Now that the school year has ended, I’ve been racking my brain for something intelligent to say. Somehow, in my brain, I have built up this brief ending as some monolithic event that will set my spirit free from the burden of enslavement to the whims of professors and the necessity of finding a place to study that doesn’t make me want to devote entirely too much time to devising increasingly gory methods of dispatching anyone who might distract or otherwise irritate me.

I have always had this perception of college as a sort of temporary stasis where you get to experience things safely in a structured environment, after which you will have gained the tools to get a job that might pay enough to allow you to be considered for middle class citizenship.

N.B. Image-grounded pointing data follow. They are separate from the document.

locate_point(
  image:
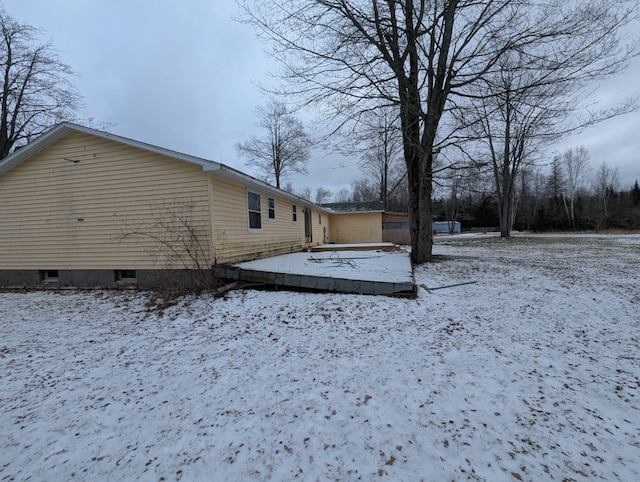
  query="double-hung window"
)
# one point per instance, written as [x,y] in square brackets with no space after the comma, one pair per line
[271,202]
[254,211]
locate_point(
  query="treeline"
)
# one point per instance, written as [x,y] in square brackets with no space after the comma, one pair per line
[566,195]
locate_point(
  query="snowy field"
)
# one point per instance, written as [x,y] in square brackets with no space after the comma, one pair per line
[532,373]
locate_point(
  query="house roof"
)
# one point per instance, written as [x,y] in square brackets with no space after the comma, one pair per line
[355,207]
[65,128]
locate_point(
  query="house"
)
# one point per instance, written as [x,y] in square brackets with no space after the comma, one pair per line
[356,222]
[81,207]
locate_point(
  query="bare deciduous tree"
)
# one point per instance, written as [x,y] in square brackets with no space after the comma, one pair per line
[382,164]
[527,101]
[284,150]
[35,90]
[605,184]
[575,165]
[322,195]
[416,55]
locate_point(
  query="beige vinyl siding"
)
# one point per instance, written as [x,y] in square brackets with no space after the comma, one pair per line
[234,241]
[318,229]
[356,228]
[56,213]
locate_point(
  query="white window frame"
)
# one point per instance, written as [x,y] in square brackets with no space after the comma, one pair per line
[250,211]
[271,209]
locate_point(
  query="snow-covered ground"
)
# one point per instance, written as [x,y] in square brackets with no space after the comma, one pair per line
[532,373]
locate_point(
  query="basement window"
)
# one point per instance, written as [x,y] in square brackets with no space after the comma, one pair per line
[49,275]
[125,275]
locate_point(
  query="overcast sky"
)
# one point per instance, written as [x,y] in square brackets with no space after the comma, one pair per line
[182,75]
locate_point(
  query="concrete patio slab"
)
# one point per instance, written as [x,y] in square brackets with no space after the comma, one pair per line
[374,272]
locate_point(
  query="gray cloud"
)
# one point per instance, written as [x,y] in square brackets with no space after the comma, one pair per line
[182,75]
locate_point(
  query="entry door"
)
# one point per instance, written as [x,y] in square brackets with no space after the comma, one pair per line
[307,226]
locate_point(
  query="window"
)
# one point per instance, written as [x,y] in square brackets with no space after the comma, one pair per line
[272,208]
[128,275]
[254,211]
[49,276]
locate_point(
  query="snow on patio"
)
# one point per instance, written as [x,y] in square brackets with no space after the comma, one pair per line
[358,271]
[532,373]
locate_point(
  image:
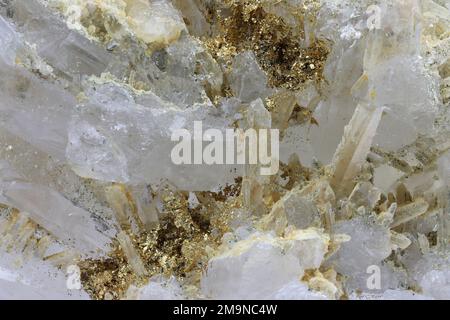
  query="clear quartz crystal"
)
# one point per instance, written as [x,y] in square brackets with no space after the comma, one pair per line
[91,93]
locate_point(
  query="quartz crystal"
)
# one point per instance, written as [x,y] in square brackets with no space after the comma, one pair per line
[354,96]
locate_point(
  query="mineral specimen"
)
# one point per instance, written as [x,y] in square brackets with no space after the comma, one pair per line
[93,205]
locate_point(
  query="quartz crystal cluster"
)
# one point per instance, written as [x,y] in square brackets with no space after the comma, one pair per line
[92,207]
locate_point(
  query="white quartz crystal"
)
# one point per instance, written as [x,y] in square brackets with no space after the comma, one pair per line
[92,94]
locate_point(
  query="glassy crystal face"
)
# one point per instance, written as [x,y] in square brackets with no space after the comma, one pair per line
[224,149]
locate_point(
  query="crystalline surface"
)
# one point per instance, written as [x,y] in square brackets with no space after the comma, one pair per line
[128,130]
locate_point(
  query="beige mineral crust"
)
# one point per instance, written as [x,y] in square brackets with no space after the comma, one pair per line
[93,207]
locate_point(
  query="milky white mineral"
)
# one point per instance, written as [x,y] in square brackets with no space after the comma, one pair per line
[93,205]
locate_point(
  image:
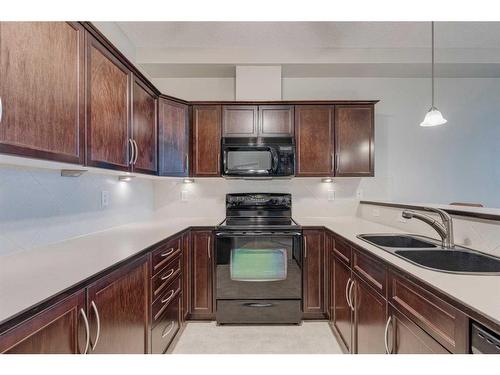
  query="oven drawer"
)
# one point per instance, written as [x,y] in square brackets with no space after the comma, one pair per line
[259,311]
[166,327]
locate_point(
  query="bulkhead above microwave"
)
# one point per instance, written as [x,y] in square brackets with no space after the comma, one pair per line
[258,157]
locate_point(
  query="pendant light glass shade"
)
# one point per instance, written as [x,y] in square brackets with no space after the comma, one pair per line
[433,116]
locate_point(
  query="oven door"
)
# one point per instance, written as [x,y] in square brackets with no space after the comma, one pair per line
[258,266]
[249,160]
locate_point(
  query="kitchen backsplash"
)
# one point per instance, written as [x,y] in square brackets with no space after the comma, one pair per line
[39,207]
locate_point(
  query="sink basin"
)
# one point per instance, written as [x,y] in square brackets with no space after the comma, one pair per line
[397,240]
[452,260]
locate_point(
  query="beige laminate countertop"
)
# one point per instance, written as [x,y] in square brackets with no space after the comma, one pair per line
[477,292]
[30,277]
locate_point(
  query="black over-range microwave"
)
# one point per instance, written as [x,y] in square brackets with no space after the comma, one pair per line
[258,157]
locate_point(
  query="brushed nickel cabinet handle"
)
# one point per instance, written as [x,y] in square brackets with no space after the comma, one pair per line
[386,336]
[87,331]
[167,253]
[98,319]
[170,295]
[168,329]
[136,151]
[170,273]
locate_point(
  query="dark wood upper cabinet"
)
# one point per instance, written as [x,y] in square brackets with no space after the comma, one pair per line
[276,120]
[144,128]
[108,109]
[354,146]
[202,304]
[314,275]
[240,121]
[42,90]
[314,130]
[118,308]
[173,139]
[206,140]
[60,329]
[370,316]
[342,319]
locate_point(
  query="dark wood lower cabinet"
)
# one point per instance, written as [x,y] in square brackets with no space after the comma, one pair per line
[60,329]
[405,337]
[370,316]
[314,275]
[202,269]
[118,306]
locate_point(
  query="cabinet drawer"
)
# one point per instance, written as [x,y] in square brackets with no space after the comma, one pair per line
[163,278]
[439,319]
[164,254]
[166,326]
[161,303]
[342,250]
[372,271]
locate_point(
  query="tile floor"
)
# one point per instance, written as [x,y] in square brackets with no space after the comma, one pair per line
[208,338]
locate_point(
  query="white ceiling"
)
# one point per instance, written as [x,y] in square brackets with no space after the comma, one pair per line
[315,49]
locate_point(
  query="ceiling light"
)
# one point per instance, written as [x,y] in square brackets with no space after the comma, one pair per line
[433,116]
[125,178]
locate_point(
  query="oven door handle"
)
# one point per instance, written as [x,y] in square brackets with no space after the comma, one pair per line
[239,234]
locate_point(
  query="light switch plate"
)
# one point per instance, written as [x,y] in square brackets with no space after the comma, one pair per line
[105,196]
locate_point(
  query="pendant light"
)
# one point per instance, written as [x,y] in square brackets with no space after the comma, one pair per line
[434,116]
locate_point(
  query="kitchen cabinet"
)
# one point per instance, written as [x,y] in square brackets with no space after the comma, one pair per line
[59,329]
[314,275]
[240,121]
[206,140]
[42,102]
[406,337]
[314,133]
[354,140]
[144,128]
[118,310]
[173,138]
[276,120]
[202,280]
[186,276]
[109,143]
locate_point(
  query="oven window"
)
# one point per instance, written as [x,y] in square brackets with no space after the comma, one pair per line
[248,160]
[258,264]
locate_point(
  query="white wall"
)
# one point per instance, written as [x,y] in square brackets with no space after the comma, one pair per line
[39,206]
[456,162]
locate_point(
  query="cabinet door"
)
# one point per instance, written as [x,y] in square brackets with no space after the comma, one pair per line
[276,120]
[144,127]
[239,121]
[405,337]
[206,140]
[314,137]
[60,329]
[108,117]
[202,275]
[186,275]
[314,275]
[41,90]
[342,317]
[118,306]
[354,147]
[173,138]
[370,317]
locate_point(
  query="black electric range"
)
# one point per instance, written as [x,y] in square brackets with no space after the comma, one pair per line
[258,261]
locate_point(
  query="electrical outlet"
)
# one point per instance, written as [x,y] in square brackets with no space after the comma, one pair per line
[105,196]
[184,195]
[331,195]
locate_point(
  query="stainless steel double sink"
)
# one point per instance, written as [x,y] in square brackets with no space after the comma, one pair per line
[428,253]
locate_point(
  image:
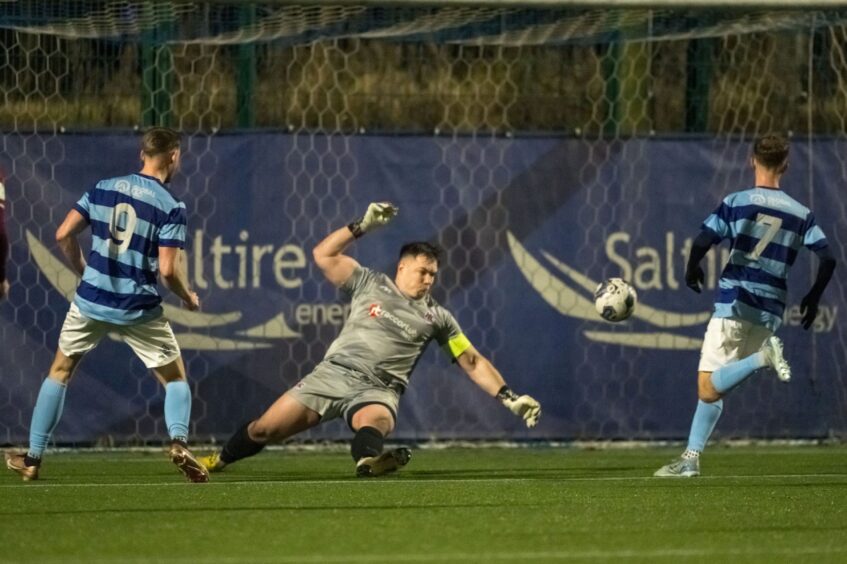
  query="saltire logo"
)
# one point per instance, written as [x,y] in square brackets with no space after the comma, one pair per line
[569,292]
[66,281]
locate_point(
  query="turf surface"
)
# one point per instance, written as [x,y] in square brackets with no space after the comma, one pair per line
[758,504]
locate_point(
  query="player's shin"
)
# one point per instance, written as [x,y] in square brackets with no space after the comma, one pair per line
[177,410]
[705,418]
[45,417]
[367,442]
[240,445]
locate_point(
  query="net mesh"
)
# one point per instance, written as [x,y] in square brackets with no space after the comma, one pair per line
[470,76]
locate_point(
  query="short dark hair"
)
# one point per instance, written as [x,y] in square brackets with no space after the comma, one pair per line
[417,248]
[159,140]
[771,151]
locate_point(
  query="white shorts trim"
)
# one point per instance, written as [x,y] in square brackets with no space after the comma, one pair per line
[728,340]
[153,341]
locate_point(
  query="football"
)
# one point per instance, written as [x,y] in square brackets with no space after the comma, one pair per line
[615,299]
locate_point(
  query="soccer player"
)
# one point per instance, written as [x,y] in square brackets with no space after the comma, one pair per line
[138,231]
[368,366]
[765,228]
[4,242]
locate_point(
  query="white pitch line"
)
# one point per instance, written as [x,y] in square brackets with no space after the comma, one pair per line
[396,482]
[606,555]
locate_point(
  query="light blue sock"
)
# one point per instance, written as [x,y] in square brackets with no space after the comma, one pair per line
[177,409]
[705,418]
[726,378]
[46,415]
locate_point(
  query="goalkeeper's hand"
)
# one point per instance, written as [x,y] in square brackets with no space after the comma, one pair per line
[523,406]
[377,215]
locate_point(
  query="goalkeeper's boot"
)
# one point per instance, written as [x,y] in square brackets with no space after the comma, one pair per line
[772,350]
[680,468]
[213,462]
[388,461]
[187,464]
[17,463]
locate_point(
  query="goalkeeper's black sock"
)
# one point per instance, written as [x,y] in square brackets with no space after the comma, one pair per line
[240,445]
[367,442]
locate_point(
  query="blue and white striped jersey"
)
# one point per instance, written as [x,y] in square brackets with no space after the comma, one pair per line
[766,228]
[130,217]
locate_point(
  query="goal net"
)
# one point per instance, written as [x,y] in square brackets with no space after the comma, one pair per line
[544,148]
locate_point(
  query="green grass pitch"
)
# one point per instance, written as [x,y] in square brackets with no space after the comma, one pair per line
[752,504]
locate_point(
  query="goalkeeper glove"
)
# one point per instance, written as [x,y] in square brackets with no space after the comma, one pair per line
[523,406]
[377,215]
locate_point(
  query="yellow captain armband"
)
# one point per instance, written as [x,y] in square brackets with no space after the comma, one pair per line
[457,345]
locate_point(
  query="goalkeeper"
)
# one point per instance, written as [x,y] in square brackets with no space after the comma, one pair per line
[367,367]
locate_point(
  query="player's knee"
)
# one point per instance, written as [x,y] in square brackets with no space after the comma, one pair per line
[707,393]
[260,433]
[61,375]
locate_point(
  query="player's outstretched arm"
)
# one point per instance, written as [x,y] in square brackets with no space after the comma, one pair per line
[809,304]
[66,238]
[4,245]
[329,253]
[173,269]
[486,376]
[694,275]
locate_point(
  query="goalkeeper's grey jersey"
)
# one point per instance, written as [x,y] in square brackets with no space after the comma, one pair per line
[386,332]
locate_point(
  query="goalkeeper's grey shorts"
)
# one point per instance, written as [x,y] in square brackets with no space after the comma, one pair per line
[335,391]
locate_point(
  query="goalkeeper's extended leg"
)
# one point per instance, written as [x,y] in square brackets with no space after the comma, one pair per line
[285,418]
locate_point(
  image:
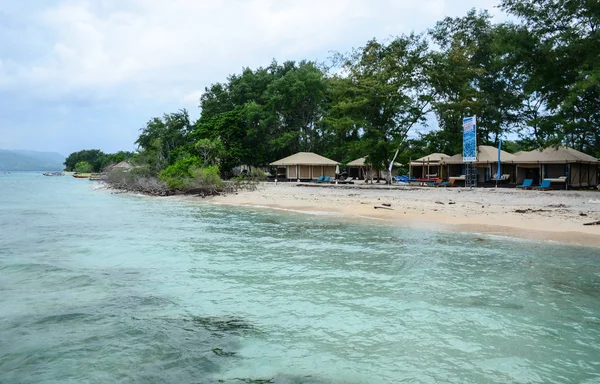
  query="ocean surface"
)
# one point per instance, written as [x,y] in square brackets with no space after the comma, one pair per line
[113,288]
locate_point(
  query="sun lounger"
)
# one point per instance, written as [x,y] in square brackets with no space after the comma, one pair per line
[527,184]
[447,183]
[544,186]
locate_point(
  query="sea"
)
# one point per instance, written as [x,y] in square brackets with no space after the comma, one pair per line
[98,287]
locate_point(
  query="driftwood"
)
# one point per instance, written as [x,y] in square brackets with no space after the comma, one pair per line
[593,223]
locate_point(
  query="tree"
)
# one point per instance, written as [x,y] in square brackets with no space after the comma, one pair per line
[83,167]
[162,138]
[92,156]
[472,76]
[384,94]
[566,69]
[210,150]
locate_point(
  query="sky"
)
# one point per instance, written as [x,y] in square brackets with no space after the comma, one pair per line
[89,74]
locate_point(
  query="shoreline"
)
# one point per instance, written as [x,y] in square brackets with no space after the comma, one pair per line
[556,216]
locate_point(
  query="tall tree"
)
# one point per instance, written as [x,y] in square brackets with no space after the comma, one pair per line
[471,77]
[382,94]
[568,69]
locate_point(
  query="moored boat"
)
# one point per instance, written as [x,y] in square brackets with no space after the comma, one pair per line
[97,176]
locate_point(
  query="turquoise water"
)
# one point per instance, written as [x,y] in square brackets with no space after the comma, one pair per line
[102,288]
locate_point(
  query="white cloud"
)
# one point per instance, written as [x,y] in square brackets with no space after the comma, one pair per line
[171,48]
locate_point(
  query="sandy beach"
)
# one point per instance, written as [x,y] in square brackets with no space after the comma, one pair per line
[542,215]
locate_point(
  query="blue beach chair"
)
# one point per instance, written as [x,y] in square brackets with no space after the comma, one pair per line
[544,186]
[527,183]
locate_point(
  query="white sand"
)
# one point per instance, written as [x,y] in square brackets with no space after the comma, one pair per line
[477,210]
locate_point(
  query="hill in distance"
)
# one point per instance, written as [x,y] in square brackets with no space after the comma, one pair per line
[23,160]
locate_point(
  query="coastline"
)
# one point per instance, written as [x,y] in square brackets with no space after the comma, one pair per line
[556,216]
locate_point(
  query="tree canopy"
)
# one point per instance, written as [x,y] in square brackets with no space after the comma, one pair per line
[532,83]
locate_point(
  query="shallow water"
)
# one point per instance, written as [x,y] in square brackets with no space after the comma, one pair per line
[100,288]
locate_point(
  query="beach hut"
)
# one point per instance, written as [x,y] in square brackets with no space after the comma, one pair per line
[486,165]
[360,169]
[427,167]
[306,166]
[563,165]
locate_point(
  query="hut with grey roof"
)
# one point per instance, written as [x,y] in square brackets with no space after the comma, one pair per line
[306,166]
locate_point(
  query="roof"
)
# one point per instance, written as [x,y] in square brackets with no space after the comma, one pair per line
[560,155]
[456,159]
[358,162]
[304,158]
[361,163]
[432,159]
[485,154]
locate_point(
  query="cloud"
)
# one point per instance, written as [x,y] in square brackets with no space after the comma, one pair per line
[158,43]
[140,58]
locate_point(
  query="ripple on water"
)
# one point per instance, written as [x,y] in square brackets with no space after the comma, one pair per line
[127,289]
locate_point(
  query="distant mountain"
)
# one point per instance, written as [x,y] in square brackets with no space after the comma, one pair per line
[30,161]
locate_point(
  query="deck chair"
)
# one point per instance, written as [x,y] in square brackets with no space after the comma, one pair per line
[527,183]
[447,183]
[544,186]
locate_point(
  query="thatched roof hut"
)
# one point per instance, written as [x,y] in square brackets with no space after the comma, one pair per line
[561,165]
[306,166]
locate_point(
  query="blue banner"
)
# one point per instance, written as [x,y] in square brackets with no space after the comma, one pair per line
[499,151]
[469,140]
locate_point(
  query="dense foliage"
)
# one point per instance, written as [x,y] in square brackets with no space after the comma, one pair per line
[536,82]
[97,159]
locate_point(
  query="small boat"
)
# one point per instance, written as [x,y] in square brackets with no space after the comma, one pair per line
[97,176]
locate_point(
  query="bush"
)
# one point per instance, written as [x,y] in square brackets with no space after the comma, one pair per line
[206,178]
[83,167]
[177,176]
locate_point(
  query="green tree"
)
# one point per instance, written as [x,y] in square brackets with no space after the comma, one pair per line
[83,167]
[162,138]
[383,95]
[472,76]
[566,69]
[91,156]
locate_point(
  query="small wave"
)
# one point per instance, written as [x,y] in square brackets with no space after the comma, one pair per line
[65,317]
[32,267]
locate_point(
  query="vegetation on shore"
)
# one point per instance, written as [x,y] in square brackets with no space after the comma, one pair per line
[536,81]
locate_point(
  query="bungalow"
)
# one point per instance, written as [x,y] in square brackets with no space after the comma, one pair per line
[562,165]
[306,166]
[427,166]
[486,164]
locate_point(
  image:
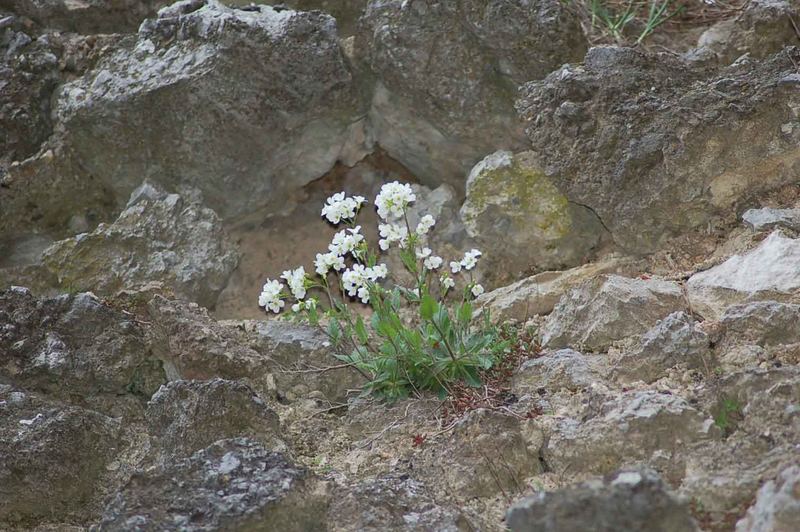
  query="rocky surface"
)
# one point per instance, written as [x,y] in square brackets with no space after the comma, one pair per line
[609,308]
[768,272]
[646,140]
[626,500]
[128,403]
[446,73]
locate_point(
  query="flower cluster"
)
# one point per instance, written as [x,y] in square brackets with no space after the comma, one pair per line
[356,280]
[393,199]
[270,297]
[339,208]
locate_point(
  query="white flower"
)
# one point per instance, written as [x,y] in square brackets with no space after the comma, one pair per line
[393,199]
[425,224]
[270,297]
[391,233]
[470,259]
[433,263]
[339,208]
[326,261]
[346,241]
[296,280]
[356,280]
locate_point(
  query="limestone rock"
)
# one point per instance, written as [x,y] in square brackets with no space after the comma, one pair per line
[637,427]
[767,219]
[237,483]
[762,29]
[768,272]
[564,369]
[75,347]
[158,237]
[446,74]
[521,220]
[626,500]
[187,416]
[763,323]
[674,340]
[777,506]
[51,458]
[392,503]
[609,308]
[162,107]
[539,294]
[644,139]
[87,16]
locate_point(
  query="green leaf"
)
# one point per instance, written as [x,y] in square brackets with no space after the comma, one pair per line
[428,307]
[361,331]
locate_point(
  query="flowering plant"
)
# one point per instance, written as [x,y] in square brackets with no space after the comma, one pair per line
[398,352]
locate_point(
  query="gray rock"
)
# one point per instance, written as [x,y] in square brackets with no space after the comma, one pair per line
[299,352]
[187,416]
[564,369]
[160,237]
[777,506]
[672,341]
[768,272]
[76,348]
[637,427]
[768,218]
[639,138]
[392,503]
[539,293]
[286,124]
[609,308]
[762,29]
[87,16]
[446,74]
[521,220]
[763,323]
[626,500]
[52,458]
[233,484]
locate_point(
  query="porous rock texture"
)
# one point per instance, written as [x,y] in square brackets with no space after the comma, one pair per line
[656,145]
[639,391]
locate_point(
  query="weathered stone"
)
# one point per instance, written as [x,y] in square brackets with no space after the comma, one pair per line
[521,220]
[777,506]
[609,308]
[29,74]
[768,272]
[187,416]
[637,427]
[485,454]
[232,484]
[300,352]
[51,459]
[539,294]
[644,140]
[763,323]
[767,219]
[286,124]
[674,340]
[762,29]
[392,503]
[158,237]
[564,369]
[87,16]
[626,500]
[447,73]
[75,347]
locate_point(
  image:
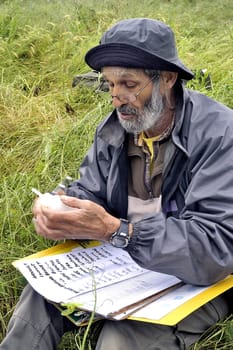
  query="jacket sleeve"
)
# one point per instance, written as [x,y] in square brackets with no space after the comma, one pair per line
[197,247]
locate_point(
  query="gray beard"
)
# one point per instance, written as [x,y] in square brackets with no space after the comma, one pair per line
[146,119]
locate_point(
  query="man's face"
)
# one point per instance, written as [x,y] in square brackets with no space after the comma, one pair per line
[142,113]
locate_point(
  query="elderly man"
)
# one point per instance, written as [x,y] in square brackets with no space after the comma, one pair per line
[157,182]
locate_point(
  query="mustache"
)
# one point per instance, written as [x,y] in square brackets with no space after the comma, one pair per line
[125,109]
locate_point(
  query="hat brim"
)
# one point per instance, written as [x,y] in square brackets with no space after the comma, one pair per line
[124,55]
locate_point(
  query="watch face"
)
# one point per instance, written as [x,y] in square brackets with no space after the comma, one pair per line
[120,238]
[119,241]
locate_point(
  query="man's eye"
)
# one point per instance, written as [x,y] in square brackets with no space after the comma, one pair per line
[130,85]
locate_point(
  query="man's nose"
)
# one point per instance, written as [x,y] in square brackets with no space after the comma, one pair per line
[116,101]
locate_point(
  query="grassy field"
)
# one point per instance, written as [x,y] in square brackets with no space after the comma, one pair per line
[47,125]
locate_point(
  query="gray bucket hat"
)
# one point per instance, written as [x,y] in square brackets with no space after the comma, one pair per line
[138,43]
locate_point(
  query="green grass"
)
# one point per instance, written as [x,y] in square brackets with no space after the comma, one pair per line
[46,125]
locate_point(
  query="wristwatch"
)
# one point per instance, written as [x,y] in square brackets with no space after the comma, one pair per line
[121,237]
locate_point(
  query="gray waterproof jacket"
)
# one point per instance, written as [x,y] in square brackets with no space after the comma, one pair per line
[192,238]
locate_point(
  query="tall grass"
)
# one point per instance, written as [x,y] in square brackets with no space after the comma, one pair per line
[46,125]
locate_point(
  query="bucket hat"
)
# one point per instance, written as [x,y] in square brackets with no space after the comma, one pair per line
[138,43]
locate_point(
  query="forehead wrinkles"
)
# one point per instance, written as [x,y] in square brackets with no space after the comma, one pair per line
[121,72]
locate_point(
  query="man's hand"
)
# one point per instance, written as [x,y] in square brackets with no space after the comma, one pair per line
[87,220]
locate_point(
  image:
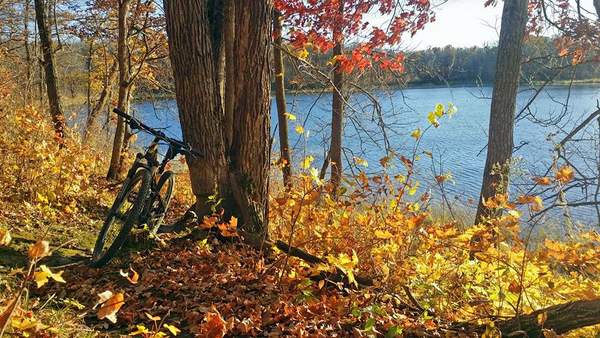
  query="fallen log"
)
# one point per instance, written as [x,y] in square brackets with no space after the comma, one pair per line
[559,318]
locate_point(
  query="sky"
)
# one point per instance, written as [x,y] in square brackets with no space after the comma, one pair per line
[464,23]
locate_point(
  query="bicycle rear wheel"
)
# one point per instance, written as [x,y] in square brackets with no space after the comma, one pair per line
[123,215]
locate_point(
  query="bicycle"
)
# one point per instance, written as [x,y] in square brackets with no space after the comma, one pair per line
[145,195]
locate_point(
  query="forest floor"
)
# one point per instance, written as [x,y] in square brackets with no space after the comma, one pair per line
[191,282]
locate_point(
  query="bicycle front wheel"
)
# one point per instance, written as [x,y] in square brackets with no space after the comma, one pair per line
[123,215]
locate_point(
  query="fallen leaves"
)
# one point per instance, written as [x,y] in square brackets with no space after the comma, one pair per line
[39,250]
[214,325]
[110,305]
[41,277]
[5,237]
[132,276]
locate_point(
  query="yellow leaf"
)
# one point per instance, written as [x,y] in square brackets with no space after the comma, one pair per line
[439,110]
[383,234]
[565,174]
[110,307]
[41,277]
[151,317]
[416,133]
[302,53]
[541,318]
[432,119]
[543,180]
[39,249]
[307,161]
[139,329]
[5,237]
[361,161]
[174,330]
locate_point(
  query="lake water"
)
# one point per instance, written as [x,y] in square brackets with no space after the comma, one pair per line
[457,145]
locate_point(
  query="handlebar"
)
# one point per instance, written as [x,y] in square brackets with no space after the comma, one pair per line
[137,124]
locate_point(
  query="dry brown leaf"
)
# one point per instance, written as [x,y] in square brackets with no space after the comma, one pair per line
[111,306]
[214,325]
[39,250]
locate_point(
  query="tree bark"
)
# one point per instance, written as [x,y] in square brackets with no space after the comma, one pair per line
[560,318]
[238,174]
[122,103]
[193,60]
[28,73]
[230,76]
[502,115]
[56,112]
[337,112]
[284,145]
[102,101]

With the assumption that I am merely getting training for my “real life,” I have neglected areas of my current real life, which have been in desperate need of development, in order to devote time and energy to getting the best grades that I can.

On several occasions, I have gained some real insight into things that are important about life in general through my course work. I have definitely learned at least five conversation topics that might interest a fellow pedantic pseudo-intellectual. The fact that my course work has taken the majority of my time, effort, patience, money and social life while being generally uninteresting/mandatory/unfulfilling/concerned with ivory towers signals to me that any satisfying meaning to the college experience is left up to me to make for myself (and pay for).

I mean, the most meaningful experiences that I have had this year have all been outside the realm of academia. Having someone who is dying and planning their own funeral ask you why none of their family wants to talk to them is a profoundly sad and meaningful moment. Being completely bowled over by your significant other’s love, devotion and support is just as meaningful in a different way. I realized that I got more from life during the time I spent actively distracting myself (and agonizing over my procrastination) than by actually doing what I was supposed to be doing.
Yet at the end of the term, I mourn, ironically, the fact that I did not get as much done on my own for myself as when I was being hounded by multiple professors.

The thing that really gets me is that I have been sifting through all these years of education for some hallowed future, and after these last few months I feel like I have finally been living life, with all the wonder, misery and sleep deprivation that it entails. I’ve literally spent nights up until dawn, hopelessly distracted from school life, worrying about things and nauseated by all the responsibilities I have to take care of. Sometimes I will abandon my zombie-esque computer stare, go outside and look at the sunrise so I can turn the agony of the night into the ecstasy of a day full of (mindfully optimistic) new possibilities. The chirping of the birds right around 4 a.m. helps to lift the mood of the day. Then the sun rises and I decide that I have done enough and it’s time to sleep.

I might wake when class is already over. To make up the difference, I must force myself to make my last-ditch-effort school assignments have some sort of meaning that is pertinent to the weariness that I feel so that they can hold my attention and perhaps get a passable grade. I am naïve and sentimental enough to hope that my dear professors will be kind to me through my contextually necessitated self-growth. I couldn’t earn a D for finally living, could I?

Then again, that reminds me of something my mom used to say: Life’s just not fair.